Ridgeway and Stone Surgical have alleged claims for abuse of process. (Countercl. Count VIII; SS Am. Compl. Count VI.) They allege that Stryker abused the legal process by filing the action against Ridgeway and Biomet for the ulterior purpose of damaging Ridgeway and Stone Surgical, and that, as a corroborating act, they filed the Krupinski affidavit that falsely stated that the non-compete agreement attached to the complaint was a "true and correct copy of Ridgeway's Agreement."

Ridgeway and Stone Surgical's counterclaim and amended complaint do not indicate what law governs this claim. However, in their briefs they contend that the claim should be considered under both Louisiana and Michigan law.

Ridgeway and Stone Surgical's abuse of process allegations stem from Stryker's filing of this litigation in Michigan. As a general rule, abuse of process claims are determined under the local law of the state where the proceeding complained of occurred.
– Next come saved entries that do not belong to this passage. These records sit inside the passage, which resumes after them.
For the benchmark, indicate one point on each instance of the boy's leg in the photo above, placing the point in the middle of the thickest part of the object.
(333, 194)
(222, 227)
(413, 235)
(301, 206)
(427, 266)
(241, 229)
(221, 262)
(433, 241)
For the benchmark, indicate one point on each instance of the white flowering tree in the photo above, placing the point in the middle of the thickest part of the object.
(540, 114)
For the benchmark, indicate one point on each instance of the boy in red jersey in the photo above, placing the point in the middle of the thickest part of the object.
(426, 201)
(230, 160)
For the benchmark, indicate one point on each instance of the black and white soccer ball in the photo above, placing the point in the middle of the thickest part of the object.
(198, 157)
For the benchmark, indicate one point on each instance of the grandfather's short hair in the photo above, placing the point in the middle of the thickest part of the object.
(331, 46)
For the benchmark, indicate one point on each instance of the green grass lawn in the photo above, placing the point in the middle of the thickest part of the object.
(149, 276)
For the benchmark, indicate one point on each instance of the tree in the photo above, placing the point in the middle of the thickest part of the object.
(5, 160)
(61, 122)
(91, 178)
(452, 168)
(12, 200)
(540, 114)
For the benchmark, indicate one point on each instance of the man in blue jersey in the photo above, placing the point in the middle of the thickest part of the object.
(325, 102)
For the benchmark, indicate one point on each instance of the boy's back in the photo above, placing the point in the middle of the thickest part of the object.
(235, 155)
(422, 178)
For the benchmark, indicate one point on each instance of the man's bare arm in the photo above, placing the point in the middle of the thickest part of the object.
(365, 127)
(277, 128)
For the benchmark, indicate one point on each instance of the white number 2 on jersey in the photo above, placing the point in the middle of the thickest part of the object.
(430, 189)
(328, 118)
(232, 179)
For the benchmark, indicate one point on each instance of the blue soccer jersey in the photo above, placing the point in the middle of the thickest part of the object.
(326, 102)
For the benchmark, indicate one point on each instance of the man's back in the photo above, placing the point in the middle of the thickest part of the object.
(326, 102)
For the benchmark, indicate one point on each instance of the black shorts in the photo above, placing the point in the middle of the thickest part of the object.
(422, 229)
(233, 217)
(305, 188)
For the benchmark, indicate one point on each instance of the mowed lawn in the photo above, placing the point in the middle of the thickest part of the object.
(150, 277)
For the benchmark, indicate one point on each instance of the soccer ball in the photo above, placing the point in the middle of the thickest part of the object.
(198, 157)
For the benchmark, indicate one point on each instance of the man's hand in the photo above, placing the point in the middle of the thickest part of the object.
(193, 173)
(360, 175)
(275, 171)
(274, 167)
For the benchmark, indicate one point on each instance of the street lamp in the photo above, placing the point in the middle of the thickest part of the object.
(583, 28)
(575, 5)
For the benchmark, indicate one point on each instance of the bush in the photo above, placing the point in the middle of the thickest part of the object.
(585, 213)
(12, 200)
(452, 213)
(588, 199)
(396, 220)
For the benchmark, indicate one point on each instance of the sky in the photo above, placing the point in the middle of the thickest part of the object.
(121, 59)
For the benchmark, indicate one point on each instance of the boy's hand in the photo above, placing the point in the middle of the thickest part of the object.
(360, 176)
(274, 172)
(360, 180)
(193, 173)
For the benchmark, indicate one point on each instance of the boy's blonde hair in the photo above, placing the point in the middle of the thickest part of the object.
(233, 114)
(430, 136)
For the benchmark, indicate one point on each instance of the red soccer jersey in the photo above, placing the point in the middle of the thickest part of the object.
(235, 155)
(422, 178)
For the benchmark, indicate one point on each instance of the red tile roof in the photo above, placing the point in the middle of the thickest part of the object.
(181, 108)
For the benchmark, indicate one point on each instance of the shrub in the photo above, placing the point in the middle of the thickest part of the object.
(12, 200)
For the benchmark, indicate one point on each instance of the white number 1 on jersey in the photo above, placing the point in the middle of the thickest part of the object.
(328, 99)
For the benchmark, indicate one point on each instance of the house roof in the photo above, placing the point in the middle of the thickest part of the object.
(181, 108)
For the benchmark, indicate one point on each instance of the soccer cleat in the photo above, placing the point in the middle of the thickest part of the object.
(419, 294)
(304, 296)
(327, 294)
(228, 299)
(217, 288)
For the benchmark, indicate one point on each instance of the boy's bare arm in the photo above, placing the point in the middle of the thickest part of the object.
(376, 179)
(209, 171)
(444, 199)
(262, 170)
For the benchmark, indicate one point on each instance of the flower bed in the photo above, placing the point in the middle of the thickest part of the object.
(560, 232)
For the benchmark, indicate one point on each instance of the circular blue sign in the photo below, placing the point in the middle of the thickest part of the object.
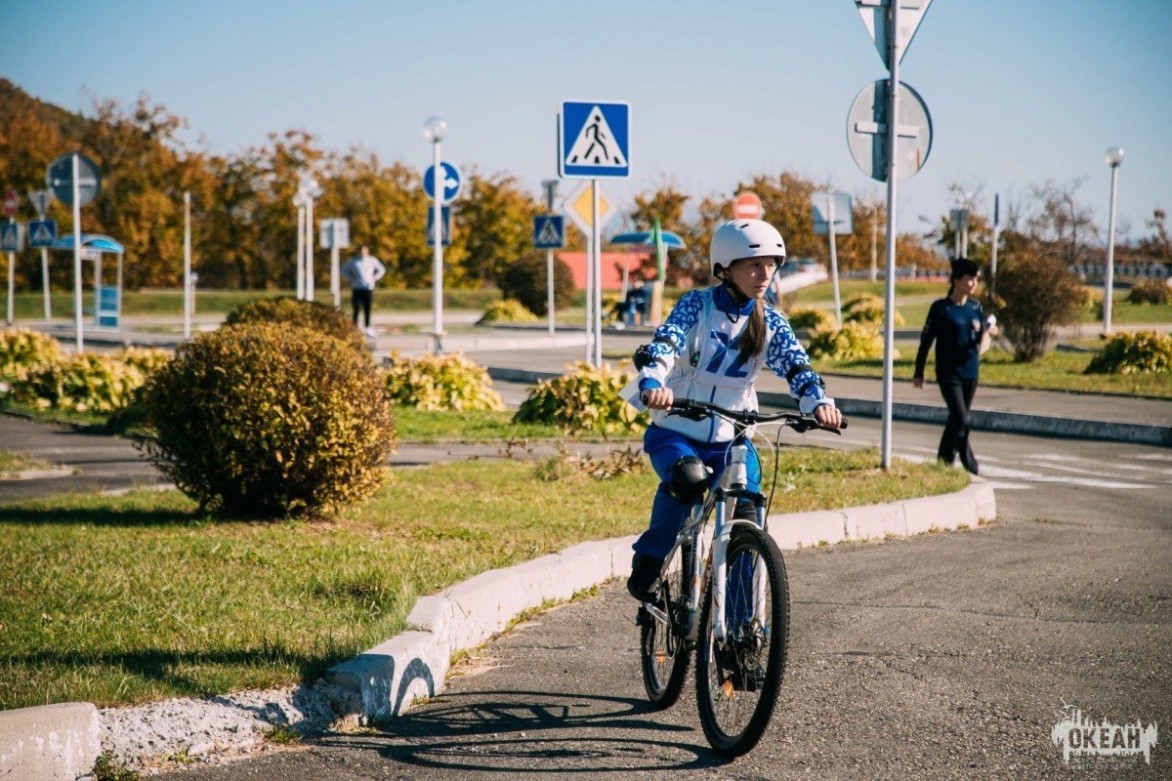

See Restatement (Second) Conflict of Law § 155. Ridgeway and Stone Surgical have not asserted that Louisiana law on abuse of process is in conflict with Michigan law, nor have they suggested that Louisiana has an overriding interest in applying its own law on abuse of process. For all these reasons, the Court will apply Michigan law to the abuse of process claim.

The elements of an abuse of process claim under Michigan law are: "(1) an ulterior purpose and (2) an act in the use of process which is improper in the regular prosecution of the proceeding." Friedman v. Dozorc, 312 N.W.2d 585, 594 (Mich. 1981). Stryker contends that Ridgeway and Stone Surgical's claims fail under both elements.

The elements of an abuse of process claim under Louisiana law are: "(1) the existence of an ulterior purpose; (2) a willful act in the use of the process not proper in the regular prosecution of the proceeding." Ioppolo v. Rumana, 581 F. App'x 321, 325 (5th Cir. 2014), cert. denied, 135 S. Ct. 1896 (2015).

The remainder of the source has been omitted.